僕もそういう日本の伝統的な「好み」はよくわかる。漱石や志賀直哉の文章などのもつ「余韻」、簡素な表現のなかに表わされた深淵との対比には今でもほれぼれとする。だがである、だが、もし誰か一人をとれといわれたら数秒迷って川端康成を僕はとる。
とにかくこの「思念、情念の流れ」というものに僕はどうしようもなく魅惑されるのだ。
山登りをしていて深い林の中をあるいていると、どこからともなくかすかにサラサラと水の流れる音が聞こえる。
どこかと思い音のするほうに歩いていくと、深い草叢の下に実に美しい清流が流れていた……
一言で川端の文章の印象を現すとこういう感じだろうか。
そして、三島が「深い抒情的悲しみ」や「鬼気」と表現したものも感じ取れるだろうか。
僕はこれらも川端の文章のもつ独特のあじわい(そう表現するのはためらわれるが…)だと感じる。
この「ところがぼんやり読んでおりますとまた落葉の音が聞えます。私は寒気がしました。この幻の落ち葉の音は私の遠い過去からでも聞えて来るやうに思ったからでもありました。
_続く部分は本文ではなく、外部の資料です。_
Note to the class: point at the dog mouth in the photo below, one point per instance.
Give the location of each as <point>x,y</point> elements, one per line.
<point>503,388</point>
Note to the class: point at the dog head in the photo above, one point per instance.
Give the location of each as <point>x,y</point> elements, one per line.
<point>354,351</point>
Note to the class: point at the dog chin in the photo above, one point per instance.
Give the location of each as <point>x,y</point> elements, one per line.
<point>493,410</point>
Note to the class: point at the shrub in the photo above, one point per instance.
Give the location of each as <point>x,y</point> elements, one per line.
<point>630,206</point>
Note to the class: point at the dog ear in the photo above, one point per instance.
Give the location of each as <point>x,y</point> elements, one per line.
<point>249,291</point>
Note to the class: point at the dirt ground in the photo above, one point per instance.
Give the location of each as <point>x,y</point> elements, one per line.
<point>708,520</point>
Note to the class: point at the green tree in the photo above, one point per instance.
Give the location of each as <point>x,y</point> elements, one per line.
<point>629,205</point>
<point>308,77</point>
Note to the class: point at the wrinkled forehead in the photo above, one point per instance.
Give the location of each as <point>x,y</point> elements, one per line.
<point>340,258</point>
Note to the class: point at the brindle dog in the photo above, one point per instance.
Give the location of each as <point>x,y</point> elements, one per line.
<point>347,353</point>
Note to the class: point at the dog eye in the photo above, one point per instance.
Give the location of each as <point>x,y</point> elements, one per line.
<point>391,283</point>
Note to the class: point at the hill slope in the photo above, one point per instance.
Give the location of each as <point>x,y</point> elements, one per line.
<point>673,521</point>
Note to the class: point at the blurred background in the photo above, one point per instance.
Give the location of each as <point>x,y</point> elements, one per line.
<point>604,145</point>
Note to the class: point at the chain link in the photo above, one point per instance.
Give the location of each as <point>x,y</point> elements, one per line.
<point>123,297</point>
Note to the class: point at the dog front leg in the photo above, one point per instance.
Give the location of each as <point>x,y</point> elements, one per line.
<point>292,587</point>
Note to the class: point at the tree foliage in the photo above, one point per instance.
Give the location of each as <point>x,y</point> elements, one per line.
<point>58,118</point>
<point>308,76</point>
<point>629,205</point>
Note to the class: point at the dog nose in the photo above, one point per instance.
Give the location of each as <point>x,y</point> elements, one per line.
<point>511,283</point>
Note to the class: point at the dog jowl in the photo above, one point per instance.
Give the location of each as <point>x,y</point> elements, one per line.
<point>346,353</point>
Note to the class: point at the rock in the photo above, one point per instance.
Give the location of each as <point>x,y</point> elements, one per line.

」という言葉に、まさに三島が言った「深い抒情的悲しみ」「鬼気」というものがにじみ出ている。
三島は(意識的にか無意識的にか)それ以上ここでは語ってないが、僕は実はこの一節の中に川端康成という人のなにがしかというものがあますところなくあらわされていると思えてならない。
いずれにしても、悲しみや鬼気、というものをこれほどまでにうつくしく高めた作家は川端以外にはいないのではないだろうか。